This post is a part of our series exploring different options for long-term demand forecasting. To better understand our journey, you might want to check out our introductory blog post: Long-Term Demand Forecasting

Today, we will cover another popular approach to forecasting – using Recurrent Neural Networks (RNNs), in particular LSTMs (Long Short-Term Memory) networks. We believed that the dataset is too small for this kind of machine learning models, but after initial experiments we achieved quite promising results.

Basic LSTMs

To test whether a network actually works, we implemented the most basic LSTM regression model possible – consisting of 4 lines of Keras code:

basic_model = Sequential()
basic_model.add(LSTM(500, input_shape=(X_train_vals.shape[1], X_train_vals.shape[2])))
basic_model.add(Dense(500))
basic_model.compile(loss='mean_absolute_error', optimizer='adam')

RNNs should not require any complex features for this task, so we decided to use a simple vector of sales from previous day for an input, and train the network to predict sales on the following day. We have then fed the prediction back to the network in order to predict more days – this is the same approach as we used for step by step regression models.

After seeing that this model actually works, we added more features – one-hot encoded days of the week and months of the year, in order to make sure the network takes seasonality into account. The results were quite good: we achieved a mean SMAPE of 12.40 on our validation set and 14.58 on Kaggle which was one of the top scores we had so far. This led us to explore more complex RNN architectures.

Combining LSTMs and CNNs

One of the first ideas that came to our attention was using Convolutional Recurrent Neural Networks (CNNs). We found a paper describing such architecture in enough detail to be easily reproduced. Although the authors of the paper proposed to use the network for classification of time series, not forecasting, we decided to try adapting it to our case. Adding the convolutional layers should allow the network to learn about relations between sales values, and would therefore outperform basic LSTMs and other models that predict sales of every item in every store independently.

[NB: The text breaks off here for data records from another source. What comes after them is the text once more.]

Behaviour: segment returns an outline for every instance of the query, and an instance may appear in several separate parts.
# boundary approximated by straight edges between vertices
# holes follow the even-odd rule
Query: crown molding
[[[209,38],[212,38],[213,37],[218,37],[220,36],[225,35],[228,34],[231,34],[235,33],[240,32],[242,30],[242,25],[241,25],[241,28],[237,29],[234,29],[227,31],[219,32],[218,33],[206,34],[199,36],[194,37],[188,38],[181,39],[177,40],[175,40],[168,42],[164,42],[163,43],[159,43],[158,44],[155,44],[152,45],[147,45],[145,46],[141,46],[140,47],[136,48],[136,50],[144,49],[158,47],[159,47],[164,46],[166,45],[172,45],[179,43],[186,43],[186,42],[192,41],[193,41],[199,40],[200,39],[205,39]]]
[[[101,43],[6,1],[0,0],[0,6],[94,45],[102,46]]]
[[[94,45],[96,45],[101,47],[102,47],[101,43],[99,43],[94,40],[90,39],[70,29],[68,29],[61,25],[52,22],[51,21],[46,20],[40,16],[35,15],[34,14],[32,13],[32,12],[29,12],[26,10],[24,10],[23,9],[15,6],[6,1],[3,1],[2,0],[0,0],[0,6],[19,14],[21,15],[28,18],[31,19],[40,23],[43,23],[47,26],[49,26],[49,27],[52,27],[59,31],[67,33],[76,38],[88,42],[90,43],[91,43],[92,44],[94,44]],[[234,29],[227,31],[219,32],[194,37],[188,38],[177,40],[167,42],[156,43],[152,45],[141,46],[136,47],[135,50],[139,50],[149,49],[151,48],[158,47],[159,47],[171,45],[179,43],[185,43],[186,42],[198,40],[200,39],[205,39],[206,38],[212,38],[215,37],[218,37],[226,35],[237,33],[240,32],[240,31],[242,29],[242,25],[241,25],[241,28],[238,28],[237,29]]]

After experimenting with a bunch of different network configurations, all based on the paper above, we found one that got really good results on our validation set (mean SMAPE 12.94) and decided to upload it, even though the validation score was slightly worse than the first LSTM model. It scored 14.02 on Kaggle which was an improvement – it seems to better generalize to new data and is less prone to overfitting. Having a promising network architecture, we tried tuning its hyperparameters, ending up with 14.01 on Kaggle.

Complex model architecture (LSTM with Conv. layers)

We experimented with various other RNN architectures, but couldn’t produce a better score. In particular, we tried double stacking LSTMs, using only CNNs and using them before LSTMs. Looking at what we managed to achieve with these models, it might be impossible to get any more accurate.

SMAPE Score Distribution on 500 time series

Code of both models is available on our Github.

Pros and cons of RNNs

Clearly, RNNs are the most powerful tools we can use for time predictions, and Keras makes them really easy to implement and train. Nonetheless, it is important to know about their limitations before actually using them in production. First of all, neural networks are not interpretable – this means that we have little to no idea about how their predictions are made. If the results need to be interpretable, it is probably best to stick with econometric models that we talked about at the very beginning of this series. For Kaggle contests, however, deep neural networks are clearly the best choice.

This is the end of our short series about forecasting demand. We invite you to still follow our blog, as there are more posts about machine learning coming soon. In the meantime, feel free to check out our code on GitHub.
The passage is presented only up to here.